When the current preset truncated something, the response carries:

```jsonc
"meta": {
  "detail_hint": {
    "current_preset": "standard",
    "hidden_tool_calls": 0,
    "truncated_results": 12,
    "thinking_hidden": false,
    "upgrade_options": [
      { "preset": "verbose", "estimated_tokens": 1500, "command": "sessionr read <id> --preset verbose --tokens 4000" },
      { "preset": "full",    "estimated_tokens": 4200, "command": "sessionr read <id> --preset full --tokens 8000" }
    ]
  }
}
```

Surface this to the user when relevant.
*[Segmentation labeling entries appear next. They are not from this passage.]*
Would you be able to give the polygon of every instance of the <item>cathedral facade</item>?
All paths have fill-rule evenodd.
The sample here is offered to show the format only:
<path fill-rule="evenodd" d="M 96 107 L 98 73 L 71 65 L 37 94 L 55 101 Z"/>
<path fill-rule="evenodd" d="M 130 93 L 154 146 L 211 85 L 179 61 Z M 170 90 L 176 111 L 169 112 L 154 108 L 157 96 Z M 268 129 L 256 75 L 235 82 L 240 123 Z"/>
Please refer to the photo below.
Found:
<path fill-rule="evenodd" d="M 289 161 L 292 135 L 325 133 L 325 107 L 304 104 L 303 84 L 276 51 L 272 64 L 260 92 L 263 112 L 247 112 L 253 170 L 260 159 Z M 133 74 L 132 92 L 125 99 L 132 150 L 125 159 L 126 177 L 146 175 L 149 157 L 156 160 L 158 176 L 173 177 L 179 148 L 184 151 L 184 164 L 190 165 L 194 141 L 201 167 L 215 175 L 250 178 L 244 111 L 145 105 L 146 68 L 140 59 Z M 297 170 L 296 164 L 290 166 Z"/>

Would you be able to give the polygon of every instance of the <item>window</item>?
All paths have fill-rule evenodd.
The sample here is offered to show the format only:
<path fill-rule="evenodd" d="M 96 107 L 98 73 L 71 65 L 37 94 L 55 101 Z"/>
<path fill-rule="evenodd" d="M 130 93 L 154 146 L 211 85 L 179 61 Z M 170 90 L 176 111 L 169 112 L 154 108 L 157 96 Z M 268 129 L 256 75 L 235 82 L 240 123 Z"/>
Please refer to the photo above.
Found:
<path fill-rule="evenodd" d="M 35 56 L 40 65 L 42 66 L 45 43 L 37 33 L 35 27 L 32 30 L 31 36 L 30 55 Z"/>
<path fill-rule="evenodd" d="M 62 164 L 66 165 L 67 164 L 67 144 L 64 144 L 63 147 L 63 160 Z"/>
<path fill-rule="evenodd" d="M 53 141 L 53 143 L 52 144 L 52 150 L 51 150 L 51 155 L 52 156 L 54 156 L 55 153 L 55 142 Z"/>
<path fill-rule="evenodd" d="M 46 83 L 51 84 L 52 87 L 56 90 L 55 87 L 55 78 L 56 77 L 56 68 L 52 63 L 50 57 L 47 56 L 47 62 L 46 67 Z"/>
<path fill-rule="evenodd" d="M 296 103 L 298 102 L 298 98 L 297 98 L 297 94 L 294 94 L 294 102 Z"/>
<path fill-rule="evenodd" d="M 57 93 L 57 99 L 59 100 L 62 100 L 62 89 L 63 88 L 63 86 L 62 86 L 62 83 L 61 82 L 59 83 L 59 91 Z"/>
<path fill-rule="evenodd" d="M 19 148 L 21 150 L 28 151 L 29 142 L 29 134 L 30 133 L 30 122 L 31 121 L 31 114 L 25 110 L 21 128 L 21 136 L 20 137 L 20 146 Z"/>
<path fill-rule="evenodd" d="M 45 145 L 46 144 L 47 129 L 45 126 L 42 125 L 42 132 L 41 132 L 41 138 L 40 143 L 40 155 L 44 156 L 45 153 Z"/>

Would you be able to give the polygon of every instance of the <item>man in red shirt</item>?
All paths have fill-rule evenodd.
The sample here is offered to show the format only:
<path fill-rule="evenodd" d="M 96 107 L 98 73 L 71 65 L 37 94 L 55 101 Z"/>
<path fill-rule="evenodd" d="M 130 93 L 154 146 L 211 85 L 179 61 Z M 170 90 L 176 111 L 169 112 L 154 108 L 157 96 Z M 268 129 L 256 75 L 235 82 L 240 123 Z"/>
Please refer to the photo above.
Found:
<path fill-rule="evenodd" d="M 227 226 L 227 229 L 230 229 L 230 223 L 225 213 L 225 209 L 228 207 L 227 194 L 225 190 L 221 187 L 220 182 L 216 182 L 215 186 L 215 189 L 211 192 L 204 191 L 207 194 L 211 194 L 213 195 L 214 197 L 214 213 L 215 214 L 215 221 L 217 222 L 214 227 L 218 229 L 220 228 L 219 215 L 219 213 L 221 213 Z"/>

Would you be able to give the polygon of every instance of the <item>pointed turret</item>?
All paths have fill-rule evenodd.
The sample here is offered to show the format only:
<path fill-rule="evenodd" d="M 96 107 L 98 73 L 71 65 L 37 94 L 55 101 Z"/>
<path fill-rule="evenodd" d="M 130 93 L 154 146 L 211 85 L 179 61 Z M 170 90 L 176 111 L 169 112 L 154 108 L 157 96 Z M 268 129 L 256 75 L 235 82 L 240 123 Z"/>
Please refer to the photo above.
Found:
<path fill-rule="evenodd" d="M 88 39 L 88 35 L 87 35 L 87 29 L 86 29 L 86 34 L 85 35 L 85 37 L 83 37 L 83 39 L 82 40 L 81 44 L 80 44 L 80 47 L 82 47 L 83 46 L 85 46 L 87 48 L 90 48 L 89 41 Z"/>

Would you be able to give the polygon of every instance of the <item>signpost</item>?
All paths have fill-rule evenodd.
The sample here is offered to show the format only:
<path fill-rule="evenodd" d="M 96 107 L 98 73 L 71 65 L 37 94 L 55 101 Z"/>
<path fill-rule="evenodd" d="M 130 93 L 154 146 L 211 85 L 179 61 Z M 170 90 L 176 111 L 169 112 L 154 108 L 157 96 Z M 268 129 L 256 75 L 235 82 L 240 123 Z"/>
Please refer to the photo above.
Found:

The `command` field is copy-paste-ready.

## Common mistakes

- Forgetting `--output json` and trying to grep the human format.
- Bare-looping `read` instead of `read --if-changed`.
- Reading a 100k-message session without `--tokens` (OOM risk; the tool caps at ~8K but per-message rendering can still spike).
- Asking for `--anchor search` without `--search` (validation error, exit 2).
- Treating exit 10 (PARTIAL) as failure. It isn't — the body is valid JSON.
- Ignoring `meta.detail_hint.upgrade_options[].command` and re-deriving the next-step manually.